Thursday, December 12, 2002

Fort Williams master plan moves forward

Published in the Current

A master plan for Fort Williams Park in Cape Elizabeht is expected to go to the Town Council early in 2003, laying out plans for a new playground near the Southwestern Preserve, an extension to the Cliff Walk, a tree-planting program, reconfiguring the Ship’s Cove parking lot for better safety and improvements to signs around the park.

The object is to offer direction for future park planners to make decisions about maintenance and upkeep of the park’s buildings, roads, walkways and open spaces, according to Paul Phillipps, chairman of the Fort Williams Advisory Commission.

A previous master plan, adopted in 1990, had been followed almost to completion, Phillips said. “Eighty to 90 percent of what was in that plan had been accomplished,” he said.

To guide the future of the park, the commission decided to create another master plan, even if part of the plan was to change very little of the park. “There are areas that should stay just the way it is,” Phillipps said. Unlike the 1990 plan, there will be no new major capital improvements.

“Maintenance really was the big issue when we started looking at things fort-wide,” he said.

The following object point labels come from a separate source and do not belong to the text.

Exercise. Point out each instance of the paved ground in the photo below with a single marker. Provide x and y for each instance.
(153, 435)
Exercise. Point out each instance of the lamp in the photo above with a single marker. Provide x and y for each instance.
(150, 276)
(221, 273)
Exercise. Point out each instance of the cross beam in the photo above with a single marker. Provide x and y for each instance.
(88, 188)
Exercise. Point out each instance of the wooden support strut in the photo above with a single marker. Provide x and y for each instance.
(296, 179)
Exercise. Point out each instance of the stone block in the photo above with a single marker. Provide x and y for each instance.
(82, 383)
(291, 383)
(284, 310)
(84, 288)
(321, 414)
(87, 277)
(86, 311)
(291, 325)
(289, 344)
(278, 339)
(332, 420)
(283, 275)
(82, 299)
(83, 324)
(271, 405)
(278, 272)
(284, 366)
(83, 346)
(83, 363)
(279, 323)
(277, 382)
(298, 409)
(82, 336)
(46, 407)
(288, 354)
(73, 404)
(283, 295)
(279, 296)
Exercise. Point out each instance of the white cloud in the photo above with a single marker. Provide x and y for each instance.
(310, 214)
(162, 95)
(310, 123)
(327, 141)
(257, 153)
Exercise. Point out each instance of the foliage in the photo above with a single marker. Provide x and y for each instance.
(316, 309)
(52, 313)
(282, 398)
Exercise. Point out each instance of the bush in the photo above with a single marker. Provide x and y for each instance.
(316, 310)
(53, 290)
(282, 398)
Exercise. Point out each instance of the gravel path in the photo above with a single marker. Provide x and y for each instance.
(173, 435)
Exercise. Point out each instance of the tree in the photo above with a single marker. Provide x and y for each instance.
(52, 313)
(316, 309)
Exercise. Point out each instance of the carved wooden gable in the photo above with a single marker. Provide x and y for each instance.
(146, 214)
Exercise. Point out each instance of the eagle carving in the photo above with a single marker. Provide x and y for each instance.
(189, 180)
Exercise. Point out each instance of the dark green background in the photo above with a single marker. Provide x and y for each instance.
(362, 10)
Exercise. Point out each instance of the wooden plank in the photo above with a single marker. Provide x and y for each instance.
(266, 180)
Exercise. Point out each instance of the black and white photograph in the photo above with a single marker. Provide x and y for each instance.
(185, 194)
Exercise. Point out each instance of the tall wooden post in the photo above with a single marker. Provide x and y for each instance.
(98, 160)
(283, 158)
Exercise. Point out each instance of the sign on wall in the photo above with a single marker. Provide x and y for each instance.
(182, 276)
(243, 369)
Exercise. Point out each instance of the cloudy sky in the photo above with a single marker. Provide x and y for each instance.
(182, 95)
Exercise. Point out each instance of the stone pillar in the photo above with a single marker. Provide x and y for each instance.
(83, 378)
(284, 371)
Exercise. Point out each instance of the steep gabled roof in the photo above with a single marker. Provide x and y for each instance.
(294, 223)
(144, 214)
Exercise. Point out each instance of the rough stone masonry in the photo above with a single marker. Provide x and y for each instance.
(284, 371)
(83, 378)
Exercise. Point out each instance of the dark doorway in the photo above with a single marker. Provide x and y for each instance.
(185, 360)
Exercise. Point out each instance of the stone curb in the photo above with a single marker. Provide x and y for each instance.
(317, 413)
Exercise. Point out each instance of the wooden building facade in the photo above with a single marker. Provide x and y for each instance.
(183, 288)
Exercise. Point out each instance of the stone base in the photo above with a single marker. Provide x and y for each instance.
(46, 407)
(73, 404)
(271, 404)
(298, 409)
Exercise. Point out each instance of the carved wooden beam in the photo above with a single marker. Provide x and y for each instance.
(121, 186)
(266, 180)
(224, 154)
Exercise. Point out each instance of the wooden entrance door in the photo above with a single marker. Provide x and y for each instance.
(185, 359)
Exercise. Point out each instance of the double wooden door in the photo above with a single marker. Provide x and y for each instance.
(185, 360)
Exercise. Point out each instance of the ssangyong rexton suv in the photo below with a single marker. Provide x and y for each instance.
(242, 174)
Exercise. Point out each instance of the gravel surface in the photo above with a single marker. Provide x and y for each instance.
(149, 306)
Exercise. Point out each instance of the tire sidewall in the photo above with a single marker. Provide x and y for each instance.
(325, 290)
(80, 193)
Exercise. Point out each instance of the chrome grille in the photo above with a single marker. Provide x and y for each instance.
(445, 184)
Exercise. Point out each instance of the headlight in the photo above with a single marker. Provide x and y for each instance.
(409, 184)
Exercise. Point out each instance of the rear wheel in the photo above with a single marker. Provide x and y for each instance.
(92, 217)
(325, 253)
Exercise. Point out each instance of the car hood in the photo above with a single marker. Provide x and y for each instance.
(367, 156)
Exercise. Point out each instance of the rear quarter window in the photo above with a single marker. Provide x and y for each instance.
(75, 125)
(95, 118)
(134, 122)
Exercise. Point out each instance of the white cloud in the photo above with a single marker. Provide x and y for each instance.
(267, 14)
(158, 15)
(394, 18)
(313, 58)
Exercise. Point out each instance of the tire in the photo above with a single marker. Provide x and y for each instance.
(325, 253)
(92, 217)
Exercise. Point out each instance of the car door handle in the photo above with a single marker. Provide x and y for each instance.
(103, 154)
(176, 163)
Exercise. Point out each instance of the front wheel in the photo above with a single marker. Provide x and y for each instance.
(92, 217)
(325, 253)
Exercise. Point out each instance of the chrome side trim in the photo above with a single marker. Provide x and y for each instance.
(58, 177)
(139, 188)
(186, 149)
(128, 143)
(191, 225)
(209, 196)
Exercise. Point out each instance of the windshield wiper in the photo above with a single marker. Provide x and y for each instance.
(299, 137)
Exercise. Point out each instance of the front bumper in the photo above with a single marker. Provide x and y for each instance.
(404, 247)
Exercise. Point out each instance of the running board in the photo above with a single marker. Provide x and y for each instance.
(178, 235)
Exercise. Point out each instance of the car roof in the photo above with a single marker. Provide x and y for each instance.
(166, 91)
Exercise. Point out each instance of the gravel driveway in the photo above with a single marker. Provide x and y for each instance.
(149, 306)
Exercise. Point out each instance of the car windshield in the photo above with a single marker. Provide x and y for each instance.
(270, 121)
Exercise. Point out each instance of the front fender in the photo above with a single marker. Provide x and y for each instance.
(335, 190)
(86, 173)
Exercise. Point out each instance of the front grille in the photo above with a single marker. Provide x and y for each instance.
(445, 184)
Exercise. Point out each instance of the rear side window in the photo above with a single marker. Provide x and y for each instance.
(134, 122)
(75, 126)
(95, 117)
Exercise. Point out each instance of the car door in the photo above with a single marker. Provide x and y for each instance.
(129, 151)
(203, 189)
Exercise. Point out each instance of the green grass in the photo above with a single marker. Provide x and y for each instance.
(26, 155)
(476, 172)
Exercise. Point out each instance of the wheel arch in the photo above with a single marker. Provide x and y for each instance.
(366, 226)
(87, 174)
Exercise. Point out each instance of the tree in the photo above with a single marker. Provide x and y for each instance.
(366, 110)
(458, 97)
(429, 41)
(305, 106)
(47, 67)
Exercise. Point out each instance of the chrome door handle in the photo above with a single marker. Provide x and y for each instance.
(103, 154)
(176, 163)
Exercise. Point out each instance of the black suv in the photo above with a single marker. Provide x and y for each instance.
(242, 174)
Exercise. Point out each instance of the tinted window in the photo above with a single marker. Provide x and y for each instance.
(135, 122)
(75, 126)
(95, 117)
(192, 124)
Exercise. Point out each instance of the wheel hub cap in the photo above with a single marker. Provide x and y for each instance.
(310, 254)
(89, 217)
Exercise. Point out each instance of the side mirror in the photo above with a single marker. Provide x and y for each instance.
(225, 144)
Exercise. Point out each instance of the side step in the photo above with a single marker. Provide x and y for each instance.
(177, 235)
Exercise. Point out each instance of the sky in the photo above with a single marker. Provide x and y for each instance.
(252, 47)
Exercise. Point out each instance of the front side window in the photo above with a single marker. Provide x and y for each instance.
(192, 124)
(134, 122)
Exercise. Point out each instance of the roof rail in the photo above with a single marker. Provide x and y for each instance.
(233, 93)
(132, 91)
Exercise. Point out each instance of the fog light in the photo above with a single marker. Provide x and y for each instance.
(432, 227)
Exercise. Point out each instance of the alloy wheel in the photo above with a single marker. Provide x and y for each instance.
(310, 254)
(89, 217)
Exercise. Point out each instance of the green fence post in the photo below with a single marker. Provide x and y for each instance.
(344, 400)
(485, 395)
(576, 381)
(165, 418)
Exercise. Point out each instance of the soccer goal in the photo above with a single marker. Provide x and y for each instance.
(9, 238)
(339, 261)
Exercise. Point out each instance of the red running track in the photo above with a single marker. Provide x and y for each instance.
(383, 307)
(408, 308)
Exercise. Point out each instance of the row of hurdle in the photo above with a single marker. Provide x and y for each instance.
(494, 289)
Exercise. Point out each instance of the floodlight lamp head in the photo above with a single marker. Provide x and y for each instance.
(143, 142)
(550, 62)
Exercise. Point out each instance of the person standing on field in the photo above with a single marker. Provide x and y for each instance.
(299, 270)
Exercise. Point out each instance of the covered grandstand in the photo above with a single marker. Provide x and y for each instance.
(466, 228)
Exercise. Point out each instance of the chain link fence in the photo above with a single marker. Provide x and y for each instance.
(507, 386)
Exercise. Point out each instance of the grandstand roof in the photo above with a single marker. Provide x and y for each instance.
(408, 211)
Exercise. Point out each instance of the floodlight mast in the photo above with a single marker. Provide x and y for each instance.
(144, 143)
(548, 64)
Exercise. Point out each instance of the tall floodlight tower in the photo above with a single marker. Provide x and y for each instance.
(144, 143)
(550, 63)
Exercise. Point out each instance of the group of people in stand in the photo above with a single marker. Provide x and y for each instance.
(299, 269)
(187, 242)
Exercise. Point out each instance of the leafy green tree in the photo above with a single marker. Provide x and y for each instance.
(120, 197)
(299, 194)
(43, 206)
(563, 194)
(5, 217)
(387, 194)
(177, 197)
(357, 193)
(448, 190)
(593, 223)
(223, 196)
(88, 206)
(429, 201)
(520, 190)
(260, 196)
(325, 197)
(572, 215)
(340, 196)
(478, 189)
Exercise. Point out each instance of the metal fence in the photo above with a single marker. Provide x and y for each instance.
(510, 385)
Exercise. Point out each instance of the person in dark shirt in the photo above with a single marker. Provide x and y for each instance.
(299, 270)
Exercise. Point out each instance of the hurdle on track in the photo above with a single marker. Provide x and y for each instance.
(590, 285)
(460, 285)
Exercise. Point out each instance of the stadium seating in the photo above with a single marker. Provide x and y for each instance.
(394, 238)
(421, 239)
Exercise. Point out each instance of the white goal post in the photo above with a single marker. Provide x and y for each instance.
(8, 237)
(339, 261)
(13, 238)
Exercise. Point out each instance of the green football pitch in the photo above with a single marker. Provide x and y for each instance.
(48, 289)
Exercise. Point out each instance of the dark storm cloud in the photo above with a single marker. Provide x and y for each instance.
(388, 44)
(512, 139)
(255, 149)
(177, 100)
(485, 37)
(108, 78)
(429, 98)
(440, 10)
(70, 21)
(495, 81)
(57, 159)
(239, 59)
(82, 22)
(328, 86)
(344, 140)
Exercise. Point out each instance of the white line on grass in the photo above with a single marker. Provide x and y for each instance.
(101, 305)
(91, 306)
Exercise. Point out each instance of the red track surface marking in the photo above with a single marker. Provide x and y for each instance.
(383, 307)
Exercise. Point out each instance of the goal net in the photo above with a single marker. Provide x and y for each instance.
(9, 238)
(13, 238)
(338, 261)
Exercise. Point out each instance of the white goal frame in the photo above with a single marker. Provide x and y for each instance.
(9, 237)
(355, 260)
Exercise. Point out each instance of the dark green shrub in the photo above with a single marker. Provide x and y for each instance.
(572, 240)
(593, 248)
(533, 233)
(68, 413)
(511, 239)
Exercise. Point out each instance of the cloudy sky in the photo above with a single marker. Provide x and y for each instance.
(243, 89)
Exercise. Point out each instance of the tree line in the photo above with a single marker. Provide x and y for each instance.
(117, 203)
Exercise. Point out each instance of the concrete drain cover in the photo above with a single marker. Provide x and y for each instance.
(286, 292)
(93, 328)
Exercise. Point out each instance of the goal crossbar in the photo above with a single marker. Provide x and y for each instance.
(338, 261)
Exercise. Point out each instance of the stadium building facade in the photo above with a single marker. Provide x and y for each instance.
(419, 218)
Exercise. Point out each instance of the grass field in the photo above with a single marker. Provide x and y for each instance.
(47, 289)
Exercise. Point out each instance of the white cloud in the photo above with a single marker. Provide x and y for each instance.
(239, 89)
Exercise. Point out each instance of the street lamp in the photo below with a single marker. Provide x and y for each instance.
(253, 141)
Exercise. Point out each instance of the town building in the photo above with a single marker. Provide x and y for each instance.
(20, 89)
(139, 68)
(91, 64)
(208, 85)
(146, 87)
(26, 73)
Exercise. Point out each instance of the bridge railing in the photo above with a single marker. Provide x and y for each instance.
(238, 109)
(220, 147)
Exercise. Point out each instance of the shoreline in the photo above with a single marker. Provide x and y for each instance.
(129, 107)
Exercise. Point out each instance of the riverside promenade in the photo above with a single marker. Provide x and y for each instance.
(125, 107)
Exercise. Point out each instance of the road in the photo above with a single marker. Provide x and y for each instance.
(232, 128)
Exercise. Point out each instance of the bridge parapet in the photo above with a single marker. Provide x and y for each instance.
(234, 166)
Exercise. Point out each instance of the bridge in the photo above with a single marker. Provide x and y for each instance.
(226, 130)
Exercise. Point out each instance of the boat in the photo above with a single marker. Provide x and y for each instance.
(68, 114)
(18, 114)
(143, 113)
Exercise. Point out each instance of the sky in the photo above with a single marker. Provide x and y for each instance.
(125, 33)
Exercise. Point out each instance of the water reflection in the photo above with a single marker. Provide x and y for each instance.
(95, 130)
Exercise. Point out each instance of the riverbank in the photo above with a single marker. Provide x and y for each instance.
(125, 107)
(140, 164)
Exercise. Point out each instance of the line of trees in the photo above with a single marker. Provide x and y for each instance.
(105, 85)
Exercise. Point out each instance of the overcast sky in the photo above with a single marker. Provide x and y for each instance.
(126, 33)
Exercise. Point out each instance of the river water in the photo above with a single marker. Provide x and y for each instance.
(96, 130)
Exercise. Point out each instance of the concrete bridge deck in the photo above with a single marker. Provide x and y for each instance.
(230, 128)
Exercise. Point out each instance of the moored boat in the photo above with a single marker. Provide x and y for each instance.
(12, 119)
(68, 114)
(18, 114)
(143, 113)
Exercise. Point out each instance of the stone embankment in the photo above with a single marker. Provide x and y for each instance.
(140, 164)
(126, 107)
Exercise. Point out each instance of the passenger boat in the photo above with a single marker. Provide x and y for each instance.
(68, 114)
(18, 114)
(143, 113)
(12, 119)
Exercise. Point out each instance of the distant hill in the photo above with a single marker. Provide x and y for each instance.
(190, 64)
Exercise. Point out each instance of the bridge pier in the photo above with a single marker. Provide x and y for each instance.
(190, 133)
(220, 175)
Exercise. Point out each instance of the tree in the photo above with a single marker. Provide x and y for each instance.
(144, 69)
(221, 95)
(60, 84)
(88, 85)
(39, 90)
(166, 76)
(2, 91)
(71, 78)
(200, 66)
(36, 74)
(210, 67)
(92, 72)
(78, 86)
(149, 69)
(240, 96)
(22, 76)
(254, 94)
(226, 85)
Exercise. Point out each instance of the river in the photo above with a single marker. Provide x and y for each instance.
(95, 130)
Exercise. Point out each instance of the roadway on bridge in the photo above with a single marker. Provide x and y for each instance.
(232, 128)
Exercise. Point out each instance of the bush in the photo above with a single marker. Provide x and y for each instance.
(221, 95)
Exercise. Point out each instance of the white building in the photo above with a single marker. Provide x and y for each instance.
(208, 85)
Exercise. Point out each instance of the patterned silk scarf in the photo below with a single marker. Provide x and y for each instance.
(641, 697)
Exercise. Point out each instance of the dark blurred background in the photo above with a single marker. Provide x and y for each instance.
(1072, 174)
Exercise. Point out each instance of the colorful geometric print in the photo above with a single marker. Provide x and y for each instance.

There was no plan for maintenance and no way to pay for it. The commission created the Fort Williams Foundation to raise money, but the foundation needs a goal to raise money toward, Phillipps said.

The commission also hired Land Use Consultants of Portland about a year ago to create the plan, bringing together issues relating to the fort as a whole and to smaller areas within the park.

A near-final draft of the master plan is being discussed this week by the commission, and depending on the amount of work remaining to complete the plan, the new chair of the commission will present the proposal to the Town Council in either January or February, said Phillipps, whose term as chair expires at the end of the year.

“The look and feel of the park should not change,” he said. Keeping it up will cost money, and the commission is looking for people to donate or bequeath money to fund some of those projects.

Right now there is a budget from the town to keep the fort going, but there isn’t enough to do some of the work being proposed, and even the money to create a master plan has been cobbled together from savings in small projects over time.

Phillipps said the town’s public works department has a big hand in that, because they work quickly and efficiently and have come in under budget on a number of maintenance efforts in the past few years. He also said Cape based private contractors have been able to help the commission save money.

Town Councilor Mary Ann Lynch last month floated a proposal for charging an entry fee into the fort, which has been projected to raise as much as $200,000. Phillipps said he is personally opposed to charging fees. The commission, he said, has historically rejected charging a fee, following a number of studies.

“Every time we look at it, we come down opposing it,” he said.

Phillipps pointed out, though, that the commission is just advisory and a final decision would be up to the Town Council.

The master planning process is designed to allow for public comment
and input into the overall design and specific options for projects, Phillipps said. “We do want the public’s involvement and participation,” he said.

He expects the Town Council to have a workshop on the plan before voting on it at a public meeting, giving citizens a chance to speak at those meetings as well as Planning Board hearings that would also review the plan.